雨はまだ降り続いている…〜秘密の契約結婚〜
「こちらこそよろしくお願いしますね。頼りない娘かもしれないけれど、根は良い子なので」

母は母親としての想いを伝えるために、悠翔さんに娘のことを託した。
悠翔さんはそんな母の想いが伝わったみたいで。母にも真摯に応えてくれた。

「そんなことないですよ。奈緒さんはとても頼りになりますし、根の良さは僕も知っています。僕の方こそいつも大変お世話になっております」

悠翔さんは私の両親に心配をかけまいと、私のことを立ててくれた。
母は悠翔さんの言葉を聞いて安心したみたいだ。自分の娘がちゃんとやっていることに…。

「それならよかったわ。奈緒、良い人を捕まえたわね。悠翔さんを大事にしなさいよ」

母のまっすぐな言葉が私の胸に突き刺さった。悠翔さんは本当に良い人だと思う。偽装結婚の相手にこんなにも優しく大事にしてくれるのだから。
だからこそ悠翔さんに本命ができたら、私は悠翔さんの傍を離れないといけない。その時がこないで欲しいと心の奥底で願った。

「もちろん。絶対に大事にします」

悠翔さんから契約を解除されることはあっても、私から離れることは絶対にない。
解除されないようにするためには、悠翔さんにとって必要な存在()を演じ続けるしかない。

「結婚式はいつやるの?」

やっぱり聞かれると思っていた質問。もちろん事前に用意した答えを伝えるだけだ。

「悠翔さんの仕事が今忙しくて。落ち着いた頃合いで式を挙げられたらいいねって話してるの。
だから今はとりあえず籍だけでも入れようってことになりまして。近々婚姻届を提出する予定でいます」

嘘半分、真実半分…。その方がより嘘が嘘ではなくなる。
それに両親には安心してもらいたかった。すぐに結婚式ができないけれど、ちゃんと籍は入れるってことを分かって欲しかった。
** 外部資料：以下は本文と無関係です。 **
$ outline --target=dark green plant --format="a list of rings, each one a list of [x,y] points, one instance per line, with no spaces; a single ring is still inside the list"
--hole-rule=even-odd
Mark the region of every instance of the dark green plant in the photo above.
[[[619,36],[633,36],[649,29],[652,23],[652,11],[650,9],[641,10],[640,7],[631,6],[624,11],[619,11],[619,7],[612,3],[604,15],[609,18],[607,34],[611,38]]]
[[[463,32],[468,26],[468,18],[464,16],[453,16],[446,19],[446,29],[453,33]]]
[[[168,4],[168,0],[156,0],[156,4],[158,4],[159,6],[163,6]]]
「そうなのね。仕事が落ち着いたら結婚式ができるといいわね」

「そうだね。色々決まったらまた連絡するよ」

両親には申し訳ないが、その連絡は一生こない。
結婚式を挙げて両親を喜ばせたかったが、それが叶えられないことに胸が痛んだ。

「楽しみに待ってるわね。そういえば裕太もね、近々結婚するみたいなの。この間、珍しく連絡が来たと思ったら紹介したい人がいるって言われてね。おめでたいことが重なって、親としては嬉しいわ」

知らなかった。弟の裕太が結婚するなんて…。
私にはそんな連絡は一切こなくて。今知ったばかりだ。
弟が羨ましいと思った。幸せいっぱいな愛が溢れる結婚で。

「そうなんだ。全然知らなかったよ」

「裕太ったらお姉ちゃんに連絡しないなんてダメね。奈緒も裕太にちゃんと報告しなさいよ。いいわね?」

家族だから報告は大事だ。頭では分かっている。
でも心の中で弟に対して劣等感が生まれ、そんな相手に報告するのが恥ずかしくて惨めに思えた。

「はいはい。報告しておきます」

その場は適当に返事をしておいた。心の中はグチャグチャで、感情を整理するのが難しかった。